You need to send this to GoPro for a testimonial maybe you can be in a commercial or print add for them :thumbsup:

at 1:32 did you add a splice as you have a pic of the camera itself falling into the water, NOT from the camera point of view???


----------



## cjcameron11 (Feb 5, 2011)

Yeah i watched it and yes its impressive that it lasted 2 months. The only thing is i believe that all the pod cams in their waterproof cases would do the same. Thats all i was trying to say, i realise that go pro is the most popular cam and thats cool but i disagree that it is the only one that could withstand being underwater for 2 months, and now that you mention it, it could be a new r&d test for cam companies!


----------



## ShredLife (Feb 6, 2010)

slyder said:


> ShredLife
> 
> You need to send this to GoPro for a testimonial maybe you can be in a commercial or print add for them :thumbsup:
> 
> at 1:32 did you add a splice as you have a pic of the camera itself falling into the water, NOT from the camera point of view???
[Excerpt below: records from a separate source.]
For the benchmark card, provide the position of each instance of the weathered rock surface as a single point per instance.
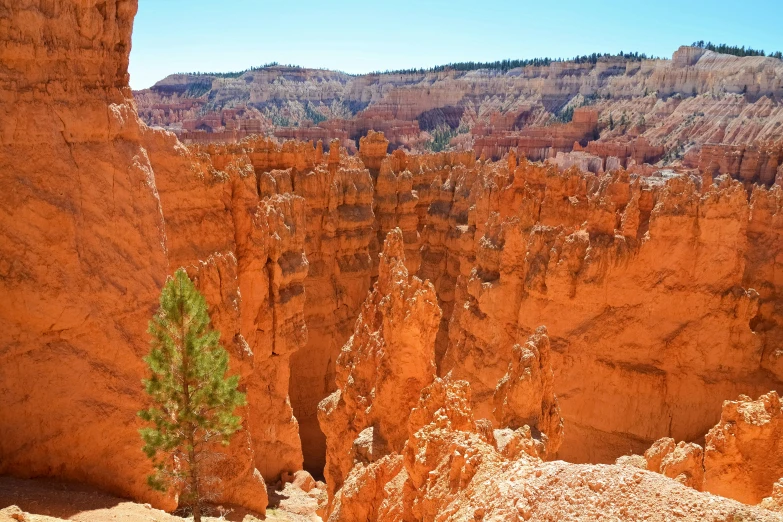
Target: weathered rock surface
(382, 368)
(450, 471)
(700, 107)
(99, 210)
(525, 395)
(742, 455)
(82, 247)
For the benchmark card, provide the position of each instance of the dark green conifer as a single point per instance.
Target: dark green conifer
(193, 401)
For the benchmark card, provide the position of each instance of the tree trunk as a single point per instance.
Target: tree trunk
(191, 429)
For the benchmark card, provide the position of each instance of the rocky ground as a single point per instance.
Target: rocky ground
(43, 500)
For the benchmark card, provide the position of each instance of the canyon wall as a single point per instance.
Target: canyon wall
(510, 246)
(692, 109)
(83, 247)
(99, 211)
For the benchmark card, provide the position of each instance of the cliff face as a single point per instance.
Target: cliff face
(679, 111)
(99, 210)
(508, 247)
(82, 246)
(382, 368)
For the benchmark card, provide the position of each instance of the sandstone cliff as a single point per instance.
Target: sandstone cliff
(99, 210)
(382, 368)
(700, 107)
(82, 247)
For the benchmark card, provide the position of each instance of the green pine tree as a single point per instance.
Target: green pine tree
(193, 401)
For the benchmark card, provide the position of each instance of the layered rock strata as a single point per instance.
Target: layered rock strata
(100, 209)
(452, 469)
(382, 368)
(82, 247)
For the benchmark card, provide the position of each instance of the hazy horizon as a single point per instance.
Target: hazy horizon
(176, 36)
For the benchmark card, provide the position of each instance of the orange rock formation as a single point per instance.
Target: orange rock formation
(660, 292)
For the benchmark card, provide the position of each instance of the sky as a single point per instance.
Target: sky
(171, 36)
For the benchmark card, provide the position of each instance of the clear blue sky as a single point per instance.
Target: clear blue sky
(228, 35)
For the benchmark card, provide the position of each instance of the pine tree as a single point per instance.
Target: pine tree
(193, 401)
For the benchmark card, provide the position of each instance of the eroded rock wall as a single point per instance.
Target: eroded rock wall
(100, 209)
(82, 247)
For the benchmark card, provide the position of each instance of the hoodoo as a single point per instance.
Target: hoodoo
(524, 290)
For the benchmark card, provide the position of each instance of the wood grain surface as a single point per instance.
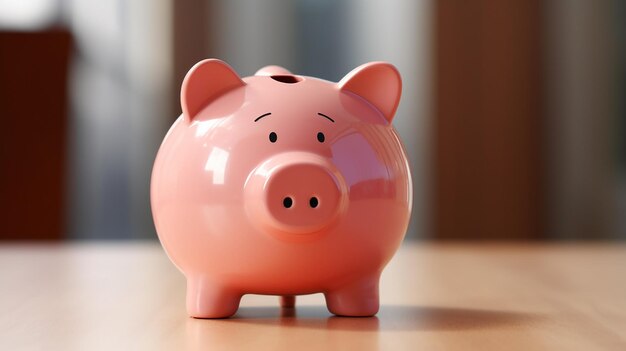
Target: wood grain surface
(128, 296)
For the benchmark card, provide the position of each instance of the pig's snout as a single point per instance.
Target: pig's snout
(296, 192)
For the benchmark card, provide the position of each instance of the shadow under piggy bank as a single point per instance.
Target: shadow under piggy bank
(390, 317)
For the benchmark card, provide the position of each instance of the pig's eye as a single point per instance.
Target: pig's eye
(273, 137)
(321, 137)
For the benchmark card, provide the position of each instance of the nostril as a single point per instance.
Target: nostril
(287, 202)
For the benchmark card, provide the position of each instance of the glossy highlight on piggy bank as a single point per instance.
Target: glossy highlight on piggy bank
(281, 184)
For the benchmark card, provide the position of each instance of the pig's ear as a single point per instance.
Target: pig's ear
(377, 82)
(206, 81)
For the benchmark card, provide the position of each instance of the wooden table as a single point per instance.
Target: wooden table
(127, 296)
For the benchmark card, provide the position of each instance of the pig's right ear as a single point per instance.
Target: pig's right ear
(206, 81)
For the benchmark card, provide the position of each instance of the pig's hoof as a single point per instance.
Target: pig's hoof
(353, 309)
(288, 301)
(215, 310)
(359, 300)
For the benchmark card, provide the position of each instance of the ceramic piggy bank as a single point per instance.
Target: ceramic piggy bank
(281, 184)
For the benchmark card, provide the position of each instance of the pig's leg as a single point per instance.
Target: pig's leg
(356, 299)
(208, 300)
(287, 301)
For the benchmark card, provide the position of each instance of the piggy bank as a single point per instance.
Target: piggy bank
(281, 184)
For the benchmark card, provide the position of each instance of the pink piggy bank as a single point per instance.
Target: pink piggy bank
(284, 185)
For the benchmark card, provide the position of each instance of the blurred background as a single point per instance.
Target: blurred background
(513, 112)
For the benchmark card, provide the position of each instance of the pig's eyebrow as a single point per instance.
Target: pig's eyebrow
(261, 116)
(323, 115)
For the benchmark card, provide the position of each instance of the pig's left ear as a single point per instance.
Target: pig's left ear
(377, 82)
(206, 81)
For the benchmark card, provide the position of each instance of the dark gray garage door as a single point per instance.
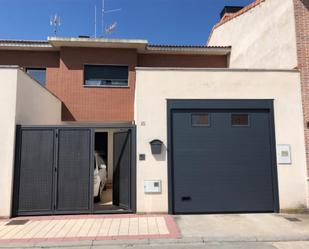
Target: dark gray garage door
(222, 161)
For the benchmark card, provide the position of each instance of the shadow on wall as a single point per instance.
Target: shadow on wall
(66, 115)
(162, 156)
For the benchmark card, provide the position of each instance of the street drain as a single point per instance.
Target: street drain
(17, 222)
(292, 219)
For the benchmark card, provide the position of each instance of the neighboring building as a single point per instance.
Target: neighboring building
(269, 34)
(183, 129)
(23, 102)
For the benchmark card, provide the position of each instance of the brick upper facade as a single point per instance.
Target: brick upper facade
(301, 8)
(65, 77)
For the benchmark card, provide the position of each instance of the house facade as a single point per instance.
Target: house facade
(279, 39)
(181, 129)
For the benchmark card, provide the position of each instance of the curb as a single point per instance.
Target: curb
(150, 242)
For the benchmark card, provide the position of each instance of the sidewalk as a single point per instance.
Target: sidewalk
(283, 231)
(87, 228)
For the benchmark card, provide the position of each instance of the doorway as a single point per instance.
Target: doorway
(111, 180)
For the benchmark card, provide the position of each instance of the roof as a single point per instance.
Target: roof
(142, 46)
(230, 16)
(238, 13)
(178, 49)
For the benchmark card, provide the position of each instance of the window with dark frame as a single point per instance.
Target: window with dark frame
(39, 74)
(200, 120)
(240, 119)
(106, 75)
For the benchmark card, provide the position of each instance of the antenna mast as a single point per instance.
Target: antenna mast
(55, 22)
(95, 21)
(111, 27)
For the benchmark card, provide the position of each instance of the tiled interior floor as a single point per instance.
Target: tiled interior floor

not me, not my video - just a random video i found.


----------



## nickwarrenn (Feb 11, 2011)

I really want to call fake, as of the clip at 1:32. How could they take a video of the camera falling into the water, if it was an "accident"?


----------



## baldylox (Dec 27, 2007)

nickwarrenn said:


> I really want to call fake, as of the clip at 1:32. How could they take a video of the camera falling into the water, if it was an "accident"?


Quoted so you can't edit this shit when you realize......

Look on the bottom right of the video dude.


----------



## jcblitz (Feb 10, 2010)

cifex said:


> Quoted so you can't edit this shit when you realize......


Eh, I think maybe you're misunderstanding him. He's not talking about the footage _from_ the camera falling into the water. He's talking about the footage _of_ the camera falling into the water, which was clearly added after the fact as the case is all crusty. It's not fake, it was just added in for effect.


----------



## Snownad (Oct 17, 2011)

nickwarrenn said:


> I really want to call fake, as of the clip at 1:32. How could they take a video of the camera falling into the water, if it was an "accident"?


Quoted so you can't edit this shit when you realize......

The internet must be a scary place for you nickwarrenn?




jcblitz said:


> Eh, I think maybe you're misunderstanding him. He's not talking about the footage _from_ the camera falling into the water. He's talking about the footage _of_ the camera falling into the water, which was clearly added after the fact as the case is all crusty. It's not fake, it was just added in for effect.


Sure makes him sound like he is.


----------



## nickwarrenn (Feb 11, 2011)

cifex said:


> Quoted so you can't edit this shit when you realize......
> 
> Look on the bottom right of the video dude.


What, where the "Actual footage" part ends?


...Oh, fuck me.


----------